Une vie de courte durée
Les hamsters d’Europe sont solitaires. Tobias E. Reiners explique: «Jamais un hamster ne partagerait sa nourriture, chacun se construit son propre abri et y garde ses propres réserves.» Si le hamster d’Europe vit près de ses congénères, c’est uniquement pour des raisons techniques de reproduction. «Ainsi, les mâles peuvent rapidement quitter leur abri en quête de femelles prêtes à s’accoupler et marquer leurs terriers.» Si leur quête aboutit, ils rendent une courte visite à la femelle pour s’accoupler et disparaissent. En règle générale, la femelle hamster met bas deux fois par an et élève seule ses petits (entre neuf et douze par portée). Une vingtaine de jours s’écoule avant que la mère ne quitte sa progéniture, à la recherche d’un nouvel habitat.
Le terrier d’un hamster d’Europe est ordonné et réparti par fonctions: habitat, aire de déjection et cellier. Dans ce dernier, les animaux amassent leurs réserves pour l’hiver. En effet, ils ne dorment pas tout l’hiver; de temps à autre ils se réveillent pour manger. Au total, ils ont besoin de deux à quatre kilogrammes de nourriture pour leur période d’hibernation, de fin août à fin mars.
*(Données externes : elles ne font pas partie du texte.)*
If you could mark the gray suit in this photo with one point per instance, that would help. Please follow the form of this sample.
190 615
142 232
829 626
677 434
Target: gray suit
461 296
Les animaux qui ne réussissent pas à rassembler autant de réserves ne verront plus le printemps. D’ailleurs, même ceux qui arrivent jusque-là n’ont pas une longue espérance de vie: «Peu d’entre eux peuvent hiberner une seconde fois, la plupart d’entre eux expirent avant», dit Tobias R. Reiners. Trop exposés dans les champs, beaucoup constituent une proie facile pour leurs ennemis naturels, tandis que d’autres sont victimes des moissonneuses et de la circulation routière. Les pertes sont particulièrement élevées chez les jeunes animaux.
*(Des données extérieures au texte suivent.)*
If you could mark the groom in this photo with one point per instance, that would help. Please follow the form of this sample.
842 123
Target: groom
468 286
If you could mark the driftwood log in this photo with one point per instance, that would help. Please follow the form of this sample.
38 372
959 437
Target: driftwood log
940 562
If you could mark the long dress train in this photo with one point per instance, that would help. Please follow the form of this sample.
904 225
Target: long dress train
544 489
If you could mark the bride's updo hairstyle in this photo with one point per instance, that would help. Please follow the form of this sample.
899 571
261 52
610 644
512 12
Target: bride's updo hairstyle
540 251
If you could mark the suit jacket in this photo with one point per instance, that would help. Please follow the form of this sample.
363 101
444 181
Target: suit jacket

Tant que la progéniture des hamsters d’Europe n’arrive pas à s’imposer, on ne sait pas si cette espèce animale parviendra en quelque sorte à se remettre de ce qu’elle a subi par le passé.
(© Manfred Sattler)
Garderie: à l’âge d’environ 20 jours, les petits doivent s’en sortir sans leur mère. (© Manfred Sattler)
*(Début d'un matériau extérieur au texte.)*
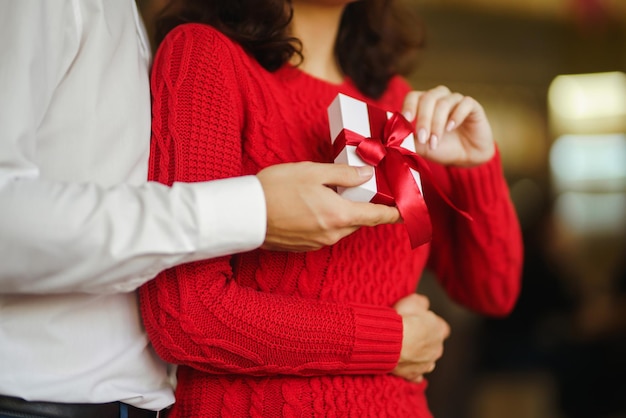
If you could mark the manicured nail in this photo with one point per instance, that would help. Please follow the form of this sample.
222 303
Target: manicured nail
421 136
365 171
433 141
Des hamsters d’Europe urbains
Si les hamsters d’Europe ont entièrement disparu de nombreux endroits à la campagne, la ville de Vienne abrite des populations parfois bien fournies. «Dans certaines zones, on compte jusqu’à 20 animaux à l’hectare, dans d’autres ils vivent de manière isolée», déclare Carina Siutz, maître de conférences au Département de Biologie du comportement à Vienne et chercheuse spécialisée dans les hamsters urbains indigènes. Les rongeurs vivent dans des parcs et dans les espaces verts de lotissements où ils rencontrent visiblement moins d’ennemis naturels qu’en campagne. Ils semblent également trouver suffisamment de nourriture: «Les hamsters des villes amènent dans leur terrier essentiellement du fourrage vert comme le pissenlit ou le trèfle», dit Carina Siutz. Et ce, probablement car c’est ce qu’on trouve le plus. «Mais ils trouvent aussi régulièrement des graines, des fruits à coque et des baies faciles à stocker.» On en déduit que les hamsters d’Europe viennois sont des descendants d’animaux qui vivaient dans les champs à l’orée de la ville et qui font désormais partie de cette dernière.